I wasn’t necessarily trying to photograph those things directly. What interested me was how larger social forces reveal themselves in ordinary moments. In body language. In exhaustion. In isolation. In the strange tension that exists between people living shoulder to shoulder while often feeling profoundly alone.
SW: Did you have any influences for this project? Photographic or non-photographic.

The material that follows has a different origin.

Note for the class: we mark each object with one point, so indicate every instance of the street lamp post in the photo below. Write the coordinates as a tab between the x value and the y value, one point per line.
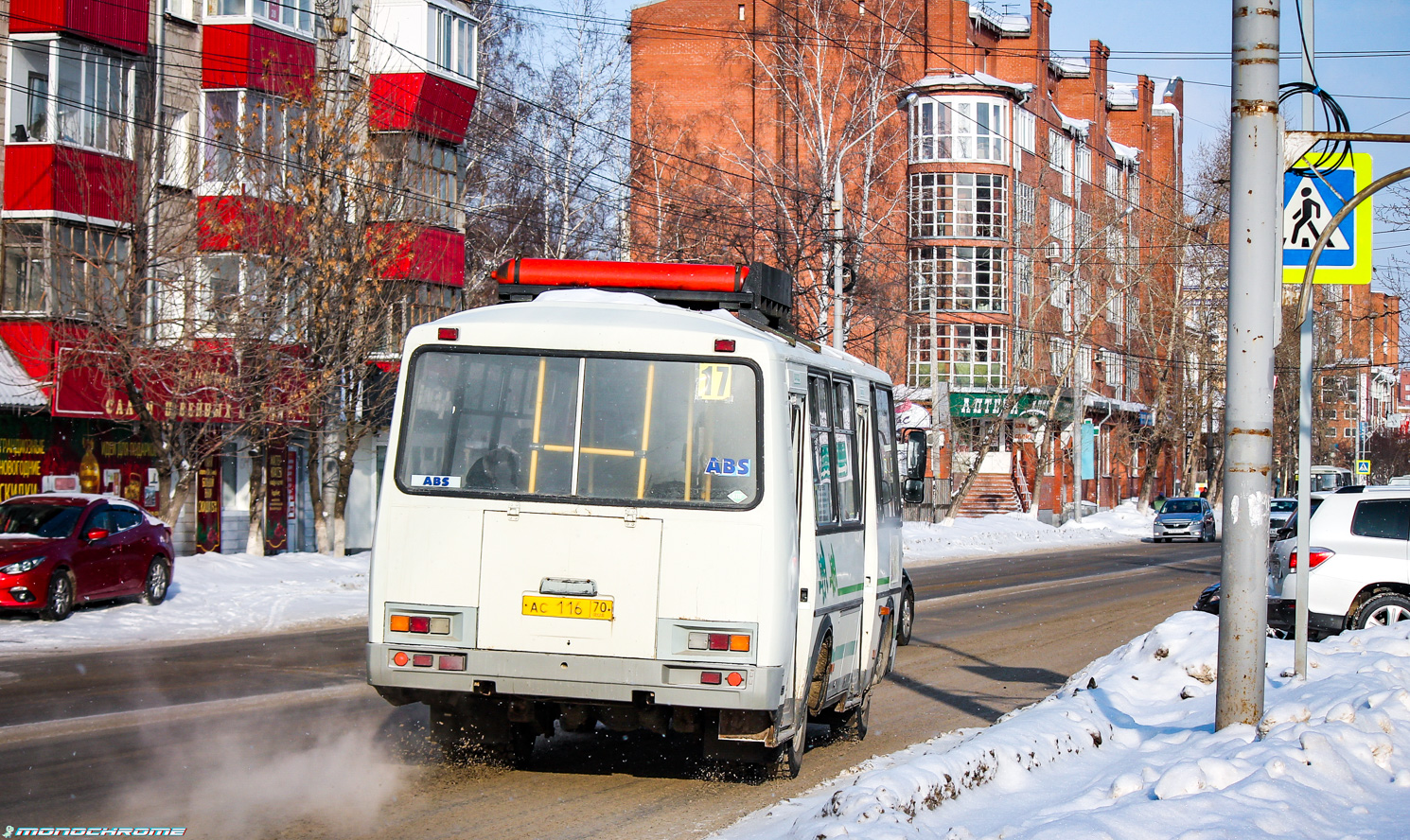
837	330
1079	378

SF: Alex Webb was hugely important for me. I remember borrowing The Suffering of Light from a university library and being completely blown away by it. I still am. The complexity, the layering, the way he uses color and light—it opened my eyes to what photography could do. Joel Meyerowitz was another important discovery. I still remember stumbling across his work in a gallery and feeling something profound click. Closer to home, Trent Parke, Narelle Autio and Jesse Marlow have all been influential. Not just because of the photographs they make, but because they showed me that Australian life could be photographed in a way that felt poetic, strange and emotionally charged.
Outside photography, literature has probably been the biggest influence. I spent years studying and teaching it, and I still think about sequencing photographs the way I think about constructing a narrative.
And then there’s my dad. He’s a painter. Growing up, I’d sit in his studio while he worked. He taught me about perspective, color, composition and form long before I ever thought seriously about photography. At the time I didn’t realize I was learning anything. Looking back now, I suspect I learned how to see before I ever learned how to use a camera.
Editor’s Note: Starting in 2016, Sam Ferris has been acknowledged three times by the LensCulture Street Photography Awards, including winning 2nd Place, Series, in 2021. We are delighted that this year, Sam has agreed to serve on the jury for the LensCulture Street Photography Awards 2026.